SPIE Member Eric Mazur, the Balkanski Professor of Physics and Applied Physics at Harvard University and the area dean of applied physics, will present two talks at Western Washington University (WWU) in Bellingham, WA (USA), on Tuesday 13 May.
Mazur, who obtained his Ph.D. at the University of Leiden in the Netherlands, is an internationally recognized scientist and researcher in optical physics, biophotonics, femtosecond lasers and silicon photonics. He leads a vigorous research program and supervises one of the largest research groups in the Physics Department at Harvard. He and members of his group have won "Green Photonics" paper awards at SPIE Photonics West in 2012 and 2013.
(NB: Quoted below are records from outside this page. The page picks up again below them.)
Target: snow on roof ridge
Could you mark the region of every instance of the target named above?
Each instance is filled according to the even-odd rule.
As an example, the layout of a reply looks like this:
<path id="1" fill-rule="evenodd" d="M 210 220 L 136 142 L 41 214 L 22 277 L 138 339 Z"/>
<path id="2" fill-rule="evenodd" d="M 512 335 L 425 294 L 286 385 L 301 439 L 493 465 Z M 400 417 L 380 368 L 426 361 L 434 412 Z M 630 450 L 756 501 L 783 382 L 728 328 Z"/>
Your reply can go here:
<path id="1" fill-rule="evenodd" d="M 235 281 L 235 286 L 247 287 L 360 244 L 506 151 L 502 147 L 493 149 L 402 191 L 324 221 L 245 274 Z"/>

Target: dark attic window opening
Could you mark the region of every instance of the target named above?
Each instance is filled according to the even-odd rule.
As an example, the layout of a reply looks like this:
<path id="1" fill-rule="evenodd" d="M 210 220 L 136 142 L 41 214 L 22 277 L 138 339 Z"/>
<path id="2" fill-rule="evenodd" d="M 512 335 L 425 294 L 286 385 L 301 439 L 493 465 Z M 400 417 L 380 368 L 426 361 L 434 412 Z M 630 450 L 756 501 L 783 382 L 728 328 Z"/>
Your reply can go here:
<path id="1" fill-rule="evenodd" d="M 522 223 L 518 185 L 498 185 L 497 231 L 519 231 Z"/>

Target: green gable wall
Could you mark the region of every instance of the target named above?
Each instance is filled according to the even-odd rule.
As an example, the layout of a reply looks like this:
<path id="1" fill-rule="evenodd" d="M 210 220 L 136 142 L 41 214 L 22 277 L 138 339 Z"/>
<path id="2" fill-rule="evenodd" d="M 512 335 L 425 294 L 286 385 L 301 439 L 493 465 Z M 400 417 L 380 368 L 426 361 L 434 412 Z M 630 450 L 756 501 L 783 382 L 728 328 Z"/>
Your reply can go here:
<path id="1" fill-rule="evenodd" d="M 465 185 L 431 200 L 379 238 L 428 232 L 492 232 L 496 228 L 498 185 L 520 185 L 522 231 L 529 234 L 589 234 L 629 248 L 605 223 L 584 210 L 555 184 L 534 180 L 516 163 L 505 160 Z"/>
He has served on the program committee for the ultrafast optics conference at Photonics West since 2003 and has co-authored more than 100 papers presented at SPIE conferences.
Mazur is also active in education and is the author of Peer Instruction: A User's Manual, a book that explains how to teach large lecture classes interactively. In 2006 he helped produce the award-winning DVD Interactive Teaching, and he is the co-founder of Learning Catalytics, a platform for promoting interactive problem solving in the classroom.
Mazur's first talk at WWU, "Why you can pass tests and still fail in the real world," takes places from 1:30-2:30 p.m. in SMATE Room 150. SMATE is the Science, Mathematics, and Technology Education Center.
The lecture will address how most teachers' current assessment practices are inauthentic because they focus on having students regurgitate information back to the instructor. It will also show how assessment fails to focus on the skills that are relevant in life in the 21st century, and examine the need to rethink the approach to assessment.
Mazur's second talk, "Subcellular surgery and nanosurgery," takes places from 3-4 p.m. in Communications Facility Room 105.
The lecture details the use of femtosecond laser pulses to manipulate sub-cellular structures inside live and fixed cells. Using only a few nanojoules of laser-pulse energy, the technique allows researchers to selectively disrupt individual mitochondria in live bovine capillary epithelial cells, and cleave single actin fibers in the cell cytoskeleton network of fixed human fibro-blast cells.
The technique has also been used to micromanipulate the neural network of C. Elegans, a small nematode. A laser scalpel can snip individual axons without causing any damage to surrounding tissue, allowing researchers to study the function of individual neurons with a precision that was not achievable before.